On multilingual Web sites and CSS

This document describes some problems and ideas that are relevant when a Web site (or just a Web page) is made available in several languages with a common style sheet. This is a fairly advanced topic, so I refer to my notes on creating multilingual sites and to my list of style sheet (CSS) resources for background.

The issue is how to design a style sheet that works with the different language versions. It is possible to tune the style by CSS rules specific to a particular version, but usually we would like to avoid that.

Lengths of texts may vary a lot

Often a style sheet sets a specific width for a column of text or links.

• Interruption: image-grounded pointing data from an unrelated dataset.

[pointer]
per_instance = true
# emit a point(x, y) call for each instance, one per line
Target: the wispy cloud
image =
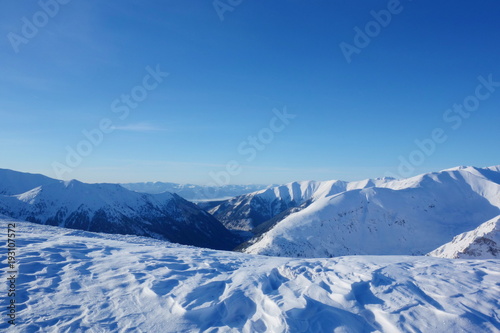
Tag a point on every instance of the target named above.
point(140, 127)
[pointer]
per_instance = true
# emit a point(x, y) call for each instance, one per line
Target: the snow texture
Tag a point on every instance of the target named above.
point(77, 281)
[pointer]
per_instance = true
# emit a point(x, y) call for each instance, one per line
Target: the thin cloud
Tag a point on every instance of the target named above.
point(140, 127)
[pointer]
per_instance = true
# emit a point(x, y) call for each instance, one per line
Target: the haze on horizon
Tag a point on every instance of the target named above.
point(261, 93)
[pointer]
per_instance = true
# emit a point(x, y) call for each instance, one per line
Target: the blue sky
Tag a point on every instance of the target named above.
point(353, 120)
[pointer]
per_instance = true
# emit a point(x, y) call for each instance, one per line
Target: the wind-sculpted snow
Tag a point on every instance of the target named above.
point(76, 281)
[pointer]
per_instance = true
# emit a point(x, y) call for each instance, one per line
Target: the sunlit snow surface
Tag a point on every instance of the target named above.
point(76, 281)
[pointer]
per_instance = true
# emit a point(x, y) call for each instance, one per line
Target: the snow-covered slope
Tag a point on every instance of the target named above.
point(13, 182)
point(412, 216)
point(76, 281)
point(482, 242)
point(114, 209)
point(246, 212)
point(194, 192)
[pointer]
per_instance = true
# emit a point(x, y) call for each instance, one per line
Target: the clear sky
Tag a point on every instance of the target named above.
point(362, 79)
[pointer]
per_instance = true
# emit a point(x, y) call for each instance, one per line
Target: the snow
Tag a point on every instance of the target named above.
point(404, 217)
point(482, 242)
point(195, 193)
point(77, 281)
point(110, 208)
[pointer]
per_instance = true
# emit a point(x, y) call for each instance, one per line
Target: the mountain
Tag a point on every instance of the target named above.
point(192, 192)
point(13, 182)
point(77, 281)
point(480, 243)
point(411, 216)
point(113, 209)
point(247, 212)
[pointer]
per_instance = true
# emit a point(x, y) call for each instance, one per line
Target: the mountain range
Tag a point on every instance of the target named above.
point(411, 216)
point(452, 213)
point(192, 192)
point(109, 208)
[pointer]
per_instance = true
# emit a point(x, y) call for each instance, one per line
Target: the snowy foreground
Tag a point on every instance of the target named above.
point(76, 281)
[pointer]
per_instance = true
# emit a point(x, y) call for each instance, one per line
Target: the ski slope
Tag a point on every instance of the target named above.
point(78, 281)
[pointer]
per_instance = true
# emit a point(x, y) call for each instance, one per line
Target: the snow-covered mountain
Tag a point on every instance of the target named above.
point(248, 211)
point(193, 192)
point(14, 182)
point(110, 208)
point(77, 281)
point(411, 216)
point(482, 242)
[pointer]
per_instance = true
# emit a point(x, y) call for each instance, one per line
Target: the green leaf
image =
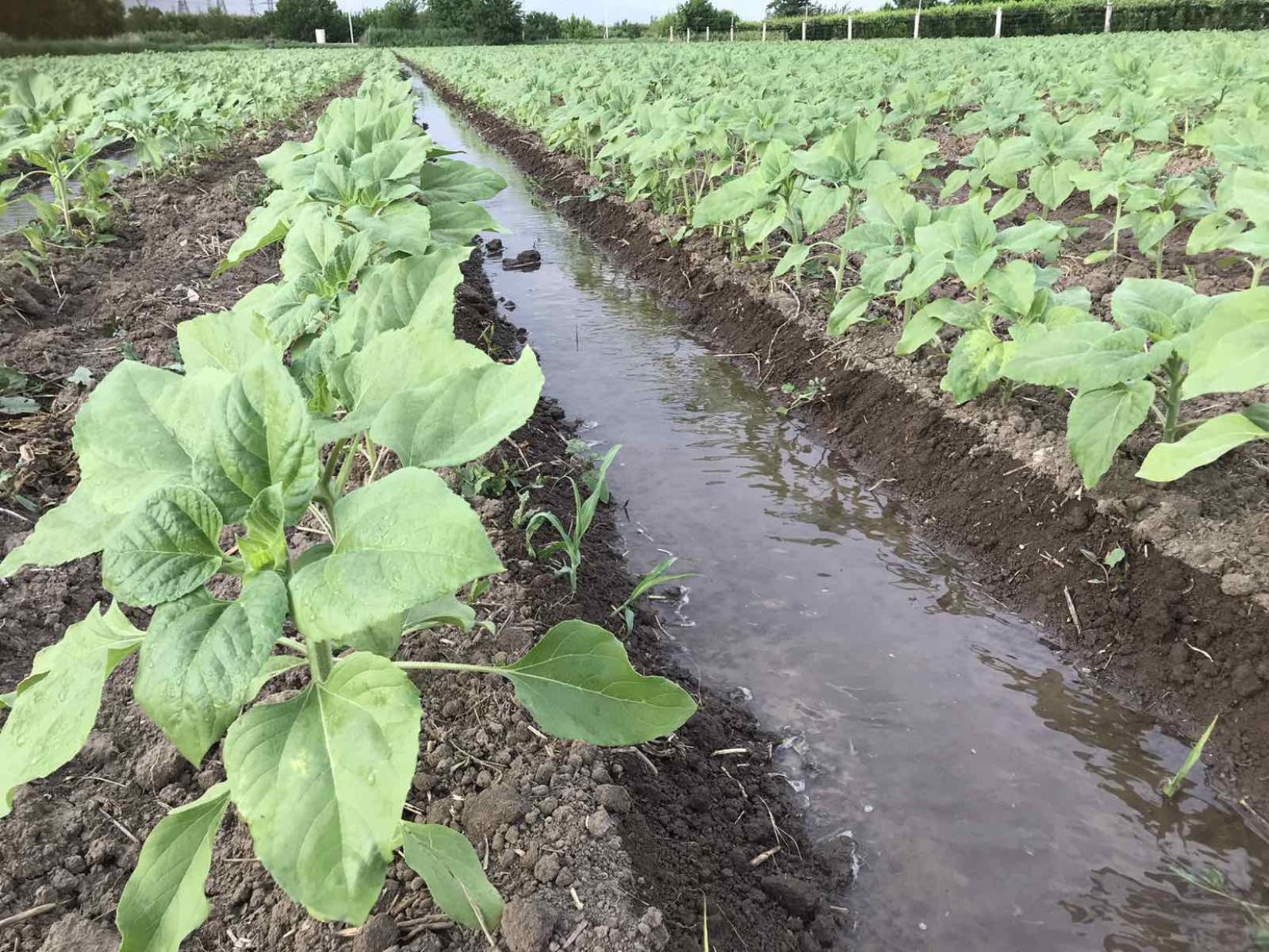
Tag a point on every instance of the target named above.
point(165, 548)
point(164, 900)
point(134, 434)
point(398, 542)
point(442, 611)
point(1163, 308)
point(228, 341)
point(452, 181)
point(198, 665)
point(263, 437)
point(1099, 421)
point(578, 684)
point(321, 781)
point(462, 415)
point(1206, 443)
point(1231, 347)
point(851, 308)
point(265, 546)
point(1121, 358)
point(448, 864)
point(1054, 357)
point(921, 329)
point(56, 704)
point(974, 366)
point(458, 222)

Even if the logical em unit (i.e., the size of the font) is used, problems may arise. In particular, a very brief expression (say, “FAQ”) may need to be expanded to a long one (say, “Usein kysyttyä”), perhaps because an abbreviation needs to be spelled out or replaced by a description, since the abbreviation or its equivalent is not known to readers of the translation. Even if translation of words and phrases is straightforward, differences in length can be significant.

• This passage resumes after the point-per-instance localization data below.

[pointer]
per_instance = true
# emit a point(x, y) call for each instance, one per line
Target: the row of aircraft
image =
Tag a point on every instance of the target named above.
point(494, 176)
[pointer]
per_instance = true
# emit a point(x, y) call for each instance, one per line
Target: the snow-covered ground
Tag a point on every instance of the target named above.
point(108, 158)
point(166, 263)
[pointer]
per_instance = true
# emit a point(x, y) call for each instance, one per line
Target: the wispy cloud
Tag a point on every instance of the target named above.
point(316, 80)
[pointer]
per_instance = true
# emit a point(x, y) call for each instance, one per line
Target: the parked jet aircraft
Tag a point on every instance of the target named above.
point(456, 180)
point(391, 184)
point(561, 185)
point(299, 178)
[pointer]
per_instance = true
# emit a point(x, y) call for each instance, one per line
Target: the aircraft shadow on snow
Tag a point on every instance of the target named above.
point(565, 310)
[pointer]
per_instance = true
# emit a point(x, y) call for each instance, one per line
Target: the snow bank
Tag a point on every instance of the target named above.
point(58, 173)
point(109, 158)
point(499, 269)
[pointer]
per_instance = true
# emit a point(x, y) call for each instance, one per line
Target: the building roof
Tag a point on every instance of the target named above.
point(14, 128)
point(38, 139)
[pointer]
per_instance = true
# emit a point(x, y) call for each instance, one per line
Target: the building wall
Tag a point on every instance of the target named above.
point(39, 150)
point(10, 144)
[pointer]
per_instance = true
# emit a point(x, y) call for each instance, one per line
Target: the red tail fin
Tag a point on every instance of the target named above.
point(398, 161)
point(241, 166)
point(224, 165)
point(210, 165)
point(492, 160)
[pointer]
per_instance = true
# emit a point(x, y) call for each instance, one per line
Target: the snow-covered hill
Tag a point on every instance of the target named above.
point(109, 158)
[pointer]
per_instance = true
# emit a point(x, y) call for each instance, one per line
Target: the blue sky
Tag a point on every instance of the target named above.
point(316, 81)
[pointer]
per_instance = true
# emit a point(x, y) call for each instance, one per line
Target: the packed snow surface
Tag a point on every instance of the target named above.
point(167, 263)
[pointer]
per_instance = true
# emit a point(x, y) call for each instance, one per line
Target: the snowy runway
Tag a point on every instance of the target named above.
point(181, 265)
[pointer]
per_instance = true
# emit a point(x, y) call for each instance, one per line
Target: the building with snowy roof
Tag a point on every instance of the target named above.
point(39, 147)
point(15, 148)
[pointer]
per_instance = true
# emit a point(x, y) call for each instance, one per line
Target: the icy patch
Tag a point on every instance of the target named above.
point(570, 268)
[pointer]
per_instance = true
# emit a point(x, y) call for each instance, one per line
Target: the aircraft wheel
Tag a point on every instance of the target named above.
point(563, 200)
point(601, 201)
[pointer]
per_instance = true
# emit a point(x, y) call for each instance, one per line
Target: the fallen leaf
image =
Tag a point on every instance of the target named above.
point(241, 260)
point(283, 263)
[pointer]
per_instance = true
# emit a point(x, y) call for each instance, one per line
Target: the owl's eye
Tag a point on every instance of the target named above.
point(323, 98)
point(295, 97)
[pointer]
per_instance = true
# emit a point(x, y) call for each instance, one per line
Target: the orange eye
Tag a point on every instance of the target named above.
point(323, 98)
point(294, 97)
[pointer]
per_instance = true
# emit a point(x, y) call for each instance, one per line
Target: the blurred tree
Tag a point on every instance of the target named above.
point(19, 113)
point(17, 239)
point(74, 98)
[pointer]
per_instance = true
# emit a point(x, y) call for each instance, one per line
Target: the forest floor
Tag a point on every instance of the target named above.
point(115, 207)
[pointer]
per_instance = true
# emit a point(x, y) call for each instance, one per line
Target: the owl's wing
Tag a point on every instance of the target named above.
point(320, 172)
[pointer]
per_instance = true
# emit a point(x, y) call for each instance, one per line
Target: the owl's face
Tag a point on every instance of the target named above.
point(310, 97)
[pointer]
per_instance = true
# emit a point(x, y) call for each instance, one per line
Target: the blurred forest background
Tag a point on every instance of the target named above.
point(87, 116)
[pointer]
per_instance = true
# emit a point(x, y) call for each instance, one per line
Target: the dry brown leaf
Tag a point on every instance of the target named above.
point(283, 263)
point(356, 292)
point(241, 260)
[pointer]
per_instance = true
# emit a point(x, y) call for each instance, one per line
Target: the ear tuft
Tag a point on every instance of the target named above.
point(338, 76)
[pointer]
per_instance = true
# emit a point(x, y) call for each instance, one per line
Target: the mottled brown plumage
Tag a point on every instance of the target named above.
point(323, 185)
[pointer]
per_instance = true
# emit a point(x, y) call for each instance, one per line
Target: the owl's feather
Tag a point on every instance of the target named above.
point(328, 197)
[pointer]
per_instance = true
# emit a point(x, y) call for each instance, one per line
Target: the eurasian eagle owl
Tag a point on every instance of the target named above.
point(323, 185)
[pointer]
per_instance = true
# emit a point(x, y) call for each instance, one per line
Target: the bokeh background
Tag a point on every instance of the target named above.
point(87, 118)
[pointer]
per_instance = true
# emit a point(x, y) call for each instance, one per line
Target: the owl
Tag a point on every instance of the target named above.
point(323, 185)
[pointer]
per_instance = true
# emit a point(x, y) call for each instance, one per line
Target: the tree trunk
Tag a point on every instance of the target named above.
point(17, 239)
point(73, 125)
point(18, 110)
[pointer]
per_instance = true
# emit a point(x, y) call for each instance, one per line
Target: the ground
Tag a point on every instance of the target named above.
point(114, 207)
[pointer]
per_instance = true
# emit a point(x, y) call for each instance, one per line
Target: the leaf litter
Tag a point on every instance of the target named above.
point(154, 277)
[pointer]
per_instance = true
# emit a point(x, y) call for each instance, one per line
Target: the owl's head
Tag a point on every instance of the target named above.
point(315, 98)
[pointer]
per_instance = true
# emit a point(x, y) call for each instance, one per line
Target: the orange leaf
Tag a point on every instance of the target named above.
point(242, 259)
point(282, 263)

As a rule of thumb, you should expect that the length of any string may double in translations. If you can’t afford that, due to to space limitations, translators should know about that.

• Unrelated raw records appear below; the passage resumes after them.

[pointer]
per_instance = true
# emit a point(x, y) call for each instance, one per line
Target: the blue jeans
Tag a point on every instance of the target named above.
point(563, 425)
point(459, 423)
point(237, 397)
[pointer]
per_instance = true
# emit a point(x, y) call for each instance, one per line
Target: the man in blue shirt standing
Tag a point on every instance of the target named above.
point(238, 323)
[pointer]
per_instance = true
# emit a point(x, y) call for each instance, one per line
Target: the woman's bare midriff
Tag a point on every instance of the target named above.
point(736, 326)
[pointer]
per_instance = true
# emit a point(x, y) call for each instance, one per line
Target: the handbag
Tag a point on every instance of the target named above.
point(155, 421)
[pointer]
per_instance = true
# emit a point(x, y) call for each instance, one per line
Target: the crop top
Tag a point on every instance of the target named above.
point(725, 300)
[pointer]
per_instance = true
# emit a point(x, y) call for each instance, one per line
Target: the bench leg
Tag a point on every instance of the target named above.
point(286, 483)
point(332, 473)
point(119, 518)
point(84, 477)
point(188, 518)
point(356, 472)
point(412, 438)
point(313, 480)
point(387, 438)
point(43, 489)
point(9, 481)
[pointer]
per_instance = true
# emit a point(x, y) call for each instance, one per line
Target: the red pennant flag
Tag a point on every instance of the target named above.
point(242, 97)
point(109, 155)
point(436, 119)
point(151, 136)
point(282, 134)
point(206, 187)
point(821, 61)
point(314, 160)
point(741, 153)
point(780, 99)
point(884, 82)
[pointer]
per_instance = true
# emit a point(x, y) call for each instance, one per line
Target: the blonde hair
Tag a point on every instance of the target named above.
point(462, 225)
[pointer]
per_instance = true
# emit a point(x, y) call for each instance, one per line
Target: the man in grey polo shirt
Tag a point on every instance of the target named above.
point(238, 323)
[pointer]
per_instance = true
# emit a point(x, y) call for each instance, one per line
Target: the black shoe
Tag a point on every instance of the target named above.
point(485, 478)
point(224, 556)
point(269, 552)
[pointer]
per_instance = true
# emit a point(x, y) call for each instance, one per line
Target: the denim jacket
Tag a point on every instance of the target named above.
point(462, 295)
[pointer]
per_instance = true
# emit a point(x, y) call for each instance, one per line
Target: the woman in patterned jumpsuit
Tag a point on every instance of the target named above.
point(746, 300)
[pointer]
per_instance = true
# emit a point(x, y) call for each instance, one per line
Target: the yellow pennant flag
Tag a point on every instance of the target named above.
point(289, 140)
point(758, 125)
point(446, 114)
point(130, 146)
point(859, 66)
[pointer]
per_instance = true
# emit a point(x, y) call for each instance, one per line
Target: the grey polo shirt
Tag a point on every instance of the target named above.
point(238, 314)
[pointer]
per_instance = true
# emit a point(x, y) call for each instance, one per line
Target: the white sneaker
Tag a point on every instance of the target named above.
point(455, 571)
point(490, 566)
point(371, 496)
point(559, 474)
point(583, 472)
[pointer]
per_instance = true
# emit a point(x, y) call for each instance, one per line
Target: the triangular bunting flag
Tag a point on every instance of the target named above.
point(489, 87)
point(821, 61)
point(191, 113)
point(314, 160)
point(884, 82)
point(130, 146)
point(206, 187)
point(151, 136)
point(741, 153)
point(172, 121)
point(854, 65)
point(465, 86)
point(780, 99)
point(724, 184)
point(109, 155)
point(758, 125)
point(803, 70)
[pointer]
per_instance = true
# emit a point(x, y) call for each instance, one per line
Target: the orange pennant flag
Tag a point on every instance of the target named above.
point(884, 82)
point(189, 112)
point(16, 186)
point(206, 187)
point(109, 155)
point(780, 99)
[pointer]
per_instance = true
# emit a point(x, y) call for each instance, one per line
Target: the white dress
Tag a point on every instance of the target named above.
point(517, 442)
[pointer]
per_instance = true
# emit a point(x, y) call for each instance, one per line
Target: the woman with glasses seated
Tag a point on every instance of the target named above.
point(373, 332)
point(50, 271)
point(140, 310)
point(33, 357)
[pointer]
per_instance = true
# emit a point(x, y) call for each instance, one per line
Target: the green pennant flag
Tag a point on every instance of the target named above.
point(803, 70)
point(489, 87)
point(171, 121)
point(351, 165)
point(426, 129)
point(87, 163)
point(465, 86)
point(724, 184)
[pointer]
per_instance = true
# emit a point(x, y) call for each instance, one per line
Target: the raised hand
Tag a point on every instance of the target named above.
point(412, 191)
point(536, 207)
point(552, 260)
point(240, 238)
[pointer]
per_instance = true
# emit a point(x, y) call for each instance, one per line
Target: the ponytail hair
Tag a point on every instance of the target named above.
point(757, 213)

Translators should be informed about the requirements of the style sheets, as far as there are essential implications like the above. The information might be given fairly exactly, e.g. as a note that items in a menu should be shorter than 42 characters if at all possible.

Roughly speaking, if the width of an element is set to N em units, it corresponds to 2×N characters. This postulates that normal mixed case is used in the text.

Ordering of phrases may change

At the low level of markup, phrase level, various inversions are possible. In English, we can say “Treasure Island by Stevenson” or “Stevenson’s Treasure Island”, but in Finnish, for example, there is no preposition corresponding to “by”, and a genitive expression must be used, unless you write ungrammatically or rephrase the text thoroughly. Thus, if the texts “Treasure Island” and “Stevenson” are marked up as elements, e.g. as links, the order of the elements will be different in the translation. This might matter if you use advanced CSS 2 selectors, for example.

Word length affects paragraph formatting

Web browsers normally don’t divide words into lines. This means that the when the width is small, the visual appearance can be rather poor in languages that use long words.

This is particularly relevant if the text is justified on both sides. Consider the following examples, a short text three languages, when formatted in a 8.5em wide column, justified. For English, the spacing between words is not quite nice in all cases; for German or Finnish it is often outright maddening.

Littering a dark and dreary road lay the past relics of browser-specific tags, incompatible DOMs, and broken CSS support.

Wir blicken zurück auf den dunklen Weg vergangener Relikte wie browserspezifischen Tags, inkompatiblen DOMs und einer brüchigen CSS Unterstützung.

Pimeän ja kolkon tien varrella lojuu roskia – selainriippuvien tägien, yhteensopimattomien DOMien ja rikkinäisen CSS-tuen jäännöksiä.

Text in images means a lot of work

It has been common on the Web to include text in image format, so that it's exact appearance can be specified. Sometimes even background images are used to present textual information.

In multilingual authoring, such approaches mean that images need to be generated for each and every version. And the process must be repeated after each modification of the text.

CSS currently has fairly good tools for specifying the visual appearance of texts, and this would save a lot of work as compared to using images. The tools are probably not satisfactory for logos and other texts for which a particular visual form is essential, but this is not a serious problem since such texts are typically proper names or abbreviations that usually remain invariant in translations, at least in logo-like usage.

When an image contains texts, like a map contains names of places, we could sometimes use one base image without the texts and have the texts as textual content, to be positioned over the image. This takes some work, but once done, the translations can be prepared by translating just the texts. The following demo illustrates this. It has the same treasure map in two languages, using the same image and the same markup, just with texts replaced in the HTML file.

[Treasure map]
The map has the following targets indicated in a manner that works on CSS enabled browsers only:
Treasure
Safe entry
Dangerous reef
[Aarrekartta]
Karttaan on merkitty seuraavat kohteet tavalla, joka toimii vain CSS:ää tukevissa selaimissa:
Aarre
Tuloreitti
Vaarallinen riutta

Stay tuned to cultural differences

Language and culture are not the same thing, but translations typically need to be written for people who live in a particular cultural environment. This may involve differences in views on the meanings of symbols and colors and other presentational features. There’s a review of some of the differences in the CEN Workshop Agreement European Culturally Specific ICT Requirements (CWA 14094; in PDF format).


This document is largely based on the author’s reflections while preparing the Finnish translation of the text of css Zen Garden, namely css Zen Garden: CSS-muotoilun kauneutta.